ORLANDO, Fla. — Patients safely tolerated increased amounts of protein content in milk and egg oral food challenges, according to data presented at the American Academy of Allergy, Asthma and Immunology 2012 Annual Meeting.
While oral food challenges (OFC) occupy a vital role in evaluating patients with suspected food allergy or establishing tolerance, indications for food challenges are not standardized and based instead on the likelihood of a patient achieving tolerance. To establish a protocol for OFC, researchers compared the outcomes of OFC after increasing the amount of protein consumed.
In the study, 63 patients who underwent milk and egg OFC from 2006 to 2007 were compared with 38 patients who underwent milk and egg OFC from January to July in 2011. The first group ingested 0.54 g cow’s milk and 6.1 g egg while the second group ingested 6.8 g cow’s milk and 13.6 g eggs. Pass rate for participants was defined as a lack of immediate or delayed symptoms following OFC.
According to the study, similar milk OFC failure rates occurred in both groups: 20% (n=6/30) vs. 18% (n=3/22). A reduction in egg OFC failure rates from 14% (n=6/33) to 0% (n=0/16) was seen, despite the increase in protein content.

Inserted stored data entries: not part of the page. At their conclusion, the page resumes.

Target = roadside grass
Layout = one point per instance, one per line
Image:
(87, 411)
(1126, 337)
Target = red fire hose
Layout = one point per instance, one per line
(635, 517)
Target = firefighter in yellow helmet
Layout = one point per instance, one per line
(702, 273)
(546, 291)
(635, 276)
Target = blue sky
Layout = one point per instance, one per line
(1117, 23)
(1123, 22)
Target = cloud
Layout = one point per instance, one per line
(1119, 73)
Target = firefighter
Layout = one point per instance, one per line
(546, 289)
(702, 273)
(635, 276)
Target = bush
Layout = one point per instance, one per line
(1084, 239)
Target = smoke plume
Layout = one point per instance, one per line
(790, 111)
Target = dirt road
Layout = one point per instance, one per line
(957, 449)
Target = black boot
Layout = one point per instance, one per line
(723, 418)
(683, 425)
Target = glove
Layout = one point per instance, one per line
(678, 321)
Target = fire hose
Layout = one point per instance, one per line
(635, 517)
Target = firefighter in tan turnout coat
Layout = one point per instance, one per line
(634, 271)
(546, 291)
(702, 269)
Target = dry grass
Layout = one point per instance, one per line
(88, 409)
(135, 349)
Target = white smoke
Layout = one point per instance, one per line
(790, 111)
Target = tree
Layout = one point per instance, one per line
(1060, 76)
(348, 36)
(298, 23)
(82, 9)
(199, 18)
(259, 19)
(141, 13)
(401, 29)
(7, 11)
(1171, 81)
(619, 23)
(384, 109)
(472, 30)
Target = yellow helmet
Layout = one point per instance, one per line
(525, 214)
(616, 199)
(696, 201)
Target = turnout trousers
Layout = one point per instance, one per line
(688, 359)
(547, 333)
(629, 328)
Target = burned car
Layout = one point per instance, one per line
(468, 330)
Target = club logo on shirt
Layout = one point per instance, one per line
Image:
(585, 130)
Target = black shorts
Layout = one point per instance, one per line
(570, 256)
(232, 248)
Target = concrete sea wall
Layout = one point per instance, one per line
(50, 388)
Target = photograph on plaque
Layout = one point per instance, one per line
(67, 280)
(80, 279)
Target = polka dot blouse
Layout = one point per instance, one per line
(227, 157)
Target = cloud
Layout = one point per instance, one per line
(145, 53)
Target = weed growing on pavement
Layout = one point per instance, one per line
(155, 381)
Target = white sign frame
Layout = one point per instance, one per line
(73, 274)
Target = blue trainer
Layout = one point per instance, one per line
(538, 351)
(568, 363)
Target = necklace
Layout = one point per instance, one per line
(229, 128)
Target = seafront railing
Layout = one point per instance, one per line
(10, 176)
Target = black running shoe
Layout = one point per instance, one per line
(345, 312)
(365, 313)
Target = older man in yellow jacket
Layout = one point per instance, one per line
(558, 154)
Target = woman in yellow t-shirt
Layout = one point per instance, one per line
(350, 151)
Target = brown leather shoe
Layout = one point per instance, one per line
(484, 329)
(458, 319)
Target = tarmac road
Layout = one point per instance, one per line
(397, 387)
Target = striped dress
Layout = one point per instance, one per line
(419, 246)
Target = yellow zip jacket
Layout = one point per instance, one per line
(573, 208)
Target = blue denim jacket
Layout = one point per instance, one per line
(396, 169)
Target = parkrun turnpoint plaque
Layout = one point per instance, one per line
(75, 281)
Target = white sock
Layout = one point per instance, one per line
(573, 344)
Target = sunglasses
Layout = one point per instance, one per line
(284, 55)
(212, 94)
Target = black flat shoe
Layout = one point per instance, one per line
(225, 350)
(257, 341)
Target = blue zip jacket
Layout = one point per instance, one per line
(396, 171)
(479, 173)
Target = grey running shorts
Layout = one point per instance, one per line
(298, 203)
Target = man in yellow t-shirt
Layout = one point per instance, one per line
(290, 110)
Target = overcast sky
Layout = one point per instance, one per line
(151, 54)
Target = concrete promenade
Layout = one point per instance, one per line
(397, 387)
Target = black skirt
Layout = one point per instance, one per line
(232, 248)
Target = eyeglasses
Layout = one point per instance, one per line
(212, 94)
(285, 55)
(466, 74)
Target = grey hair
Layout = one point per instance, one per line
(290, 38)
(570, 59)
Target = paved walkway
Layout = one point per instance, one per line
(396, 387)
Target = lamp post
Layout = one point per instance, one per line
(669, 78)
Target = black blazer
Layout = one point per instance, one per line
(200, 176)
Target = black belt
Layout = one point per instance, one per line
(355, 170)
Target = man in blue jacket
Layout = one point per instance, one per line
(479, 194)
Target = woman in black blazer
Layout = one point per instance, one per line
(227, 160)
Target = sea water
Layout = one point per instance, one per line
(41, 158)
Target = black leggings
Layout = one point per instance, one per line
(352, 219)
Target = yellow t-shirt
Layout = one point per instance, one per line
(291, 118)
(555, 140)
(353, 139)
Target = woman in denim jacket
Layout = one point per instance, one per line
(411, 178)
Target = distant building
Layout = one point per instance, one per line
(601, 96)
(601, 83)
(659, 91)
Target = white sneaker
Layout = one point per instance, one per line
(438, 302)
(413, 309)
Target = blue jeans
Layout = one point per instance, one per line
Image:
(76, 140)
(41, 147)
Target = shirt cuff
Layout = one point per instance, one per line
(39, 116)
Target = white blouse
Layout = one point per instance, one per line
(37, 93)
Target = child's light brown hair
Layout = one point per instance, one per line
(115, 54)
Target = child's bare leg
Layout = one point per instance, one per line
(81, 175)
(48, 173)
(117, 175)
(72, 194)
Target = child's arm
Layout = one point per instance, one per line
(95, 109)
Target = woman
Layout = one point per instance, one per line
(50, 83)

“Our patients did not experience any increase in risk and failures or reactions to food challenges when they were challenged to milk or egg at a larger dose quantity — milk was administered four times greater quantity than previous and egg administered two times greater quantity,” Sara A. Lowe, RN, APNP, told Infectious Diseases in Children.
Reactions observed or reported were similar in both groups including pruritus (n=7), emesis (n=1), urticaria and angioedema (n=13), cough and wheeze (n=2). Failed OFC were treated successfully with cetirizine in all but one patient, who required epinephrine and prednisone for anaphylaxis without further sequelae.
“In addition, our study demonstrated that there was no increased risk of failures. Most OFC failures remained the same across groups, including cutaneous, gastrointestinal and respiratory symptoms – however, respiratory symptoms were quite rare,” Lowe said.
For more information:
- Lowe SA. #216. Increase in food protein consumed during milk and egg oral food challenges are not associated with increase in failures. Presented at: the 2012 AAAAI Annual Meeting; March 2-6, 2012; Orlando, Fla.